Евгений Иванович, перелистывая ту или иную книгу, громко восторгался переплетом, заставками, орнаментами, гравюрами, шрифтами. “Какие изумительные украшения! — грассировал он перед полками старинных священных книг. — Какие прелестные буквицы!” “Прелестный”, “прелесть” — были любимейшими словами Осетрова. По своей невыдержанности я раз осек его, когда, будучи в туристической поездке по Греции и Кипру, он, указывая мне на маленькую церковь, воскликнул: “Какая прелесть!”, на что я также воскликнул: “Какое отношение может иметь к церкви “прелесть”?” “С Вами, Михаил Петрович, трудно говорить”, — менял он тон разговора.

Перед нашим уходом Михаил Иванович Чуванов попросил оставить запись в его книге, и я выразил благодарность хозяину за “духовное окормление”, каковым и была для меня сама аура этого редкостного книгохранилища.

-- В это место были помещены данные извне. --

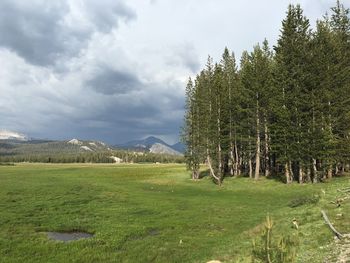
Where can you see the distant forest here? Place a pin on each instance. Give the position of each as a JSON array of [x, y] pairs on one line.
[[282, 112], [63, 152]]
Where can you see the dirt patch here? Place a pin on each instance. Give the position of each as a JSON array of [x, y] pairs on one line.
[[67, 237], [343, 249]]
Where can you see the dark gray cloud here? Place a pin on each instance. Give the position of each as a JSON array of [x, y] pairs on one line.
[[44, 31], [78, 68], [185, 55], [109, 81]]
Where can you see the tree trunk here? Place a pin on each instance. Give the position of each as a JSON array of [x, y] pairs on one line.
[[308, 175], [217, 178], [336, 169], [267, 157], [286, 173], [257, 153], [291, 174], [236, 164], [314, 171], [330, 172], [301, 174], [250, 159], [250, 166], [232, 158]]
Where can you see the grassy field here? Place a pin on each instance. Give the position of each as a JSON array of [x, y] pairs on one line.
[[155, 213]]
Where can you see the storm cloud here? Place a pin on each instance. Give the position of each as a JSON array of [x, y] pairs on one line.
[[116, 70], [44, 31]]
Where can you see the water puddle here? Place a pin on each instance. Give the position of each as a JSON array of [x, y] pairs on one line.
[[67, 237]]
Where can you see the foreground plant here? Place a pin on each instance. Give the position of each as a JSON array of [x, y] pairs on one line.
[[269, 249]]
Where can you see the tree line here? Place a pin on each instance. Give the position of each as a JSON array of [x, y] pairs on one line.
[[281, 112], [90, 157]]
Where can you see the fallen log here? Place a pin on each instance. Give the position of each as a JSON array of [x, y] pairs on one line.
[[325, 217]]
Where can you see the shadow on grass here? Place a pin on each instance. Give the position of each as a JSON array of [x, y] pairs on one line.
[[203, 174]]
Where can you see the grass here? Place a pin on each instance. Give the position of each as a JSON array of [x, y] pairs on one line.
[[155, 213]]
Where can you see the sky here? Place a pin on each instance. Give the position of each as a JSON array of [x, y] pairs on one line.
[[116, 70]]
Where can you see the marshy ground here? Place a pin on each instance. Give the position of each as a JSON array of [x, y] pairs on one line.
[[155, 213]]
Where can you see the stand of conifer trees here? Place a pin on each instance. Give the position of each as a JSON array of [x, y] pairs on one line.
[[283, 112]]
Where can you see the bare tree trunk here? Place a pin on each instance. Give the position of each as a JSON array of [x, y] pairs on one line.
[[217, 178], [232, 158], [267, 157], [301, 174], [250, 160], [330, 172], [308, 174], [250, 166], [236, 159], [314, 171], [257, 153], [291, 174], [286, 172], [336, 169]]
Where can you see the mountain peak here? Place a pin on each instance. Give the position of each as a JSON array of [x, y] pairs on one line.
[[10, 135]]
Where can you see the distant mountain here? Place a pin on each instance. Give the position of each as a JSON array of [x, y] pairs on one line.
[[141, 144], [10, 146], [153, 144], [180, 147], [13, 136], [163, 149]]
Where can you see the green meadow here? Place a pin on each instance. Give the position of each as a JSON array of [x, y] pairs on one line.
[[155, 213]]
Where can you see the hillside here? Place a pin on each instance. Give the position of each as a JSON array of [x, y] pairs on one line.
[[154, 145]]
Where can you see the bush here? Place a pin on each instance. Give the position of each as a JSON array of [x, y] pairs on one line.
[[271, 250], [304, 200]]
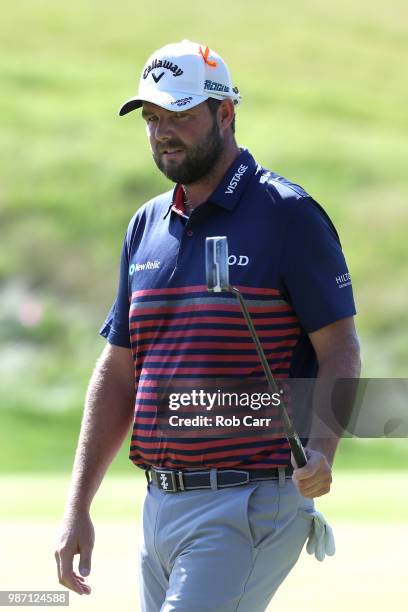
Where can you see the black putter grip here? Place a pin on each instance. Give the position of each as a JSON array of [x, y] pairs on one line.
[[298, 451]]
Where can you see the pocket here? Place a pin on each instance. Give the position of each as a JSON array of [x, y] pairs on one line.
[[261, 511]]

Евгений Иванович, можно сказать, был “очарованным книжником”, и это сказывалось во всем, о чем бы он ни писал. А писал он о народной культуре и художественных промыслах, о “гуслярах-самогудах” и о “Руси изустной, письменной и печатной”, о Москве и Кремле, “этюды о книгах” и “записки старого книжника” и т. д. Были здесь и живое ощущение великих творений наших предков, неподдельное любование художеством разного рода умельцев, легкость и увлекательность рассказа. И была некоторая загадочность в том, как это Евгений Иванович умудряется без всяких препятствий издавать и переиздавать свои сочинения по части “познания России”, когда в прессе, критике шла охота на “русопятов”, “русистов”, когда “познание России” допускалось в пределах “классовой борьбы”, а сама Россия именовалась “тюрьмой народов”. Секрет, видимо, был в том, что он как-то элегантно, “интеллигентно” касался той самой “русскости” и даже не предполагал, что в ней есть что-то еще, кроме эстетической оболочки. Где-то в своем очерке он восхищался размером купола одной костромской церкви, внутри которого может пуститься в круговой бег тройка лошадей. Для такого взгляда храм представляется частью ипподрома, художественного музея (фрески), пейзажа, чего угодно, только не тем, что он есть по сути: он не просто часть Вселенной, но и сама Вселенная, малая часть Бога, ибо в нем, в храме, в Евхаристии человек сообщается с Богом. Постижение этого и есть духовность. И это больше всего вызывает неприятие, резкое отталкивание известного рода людей “иного духа”.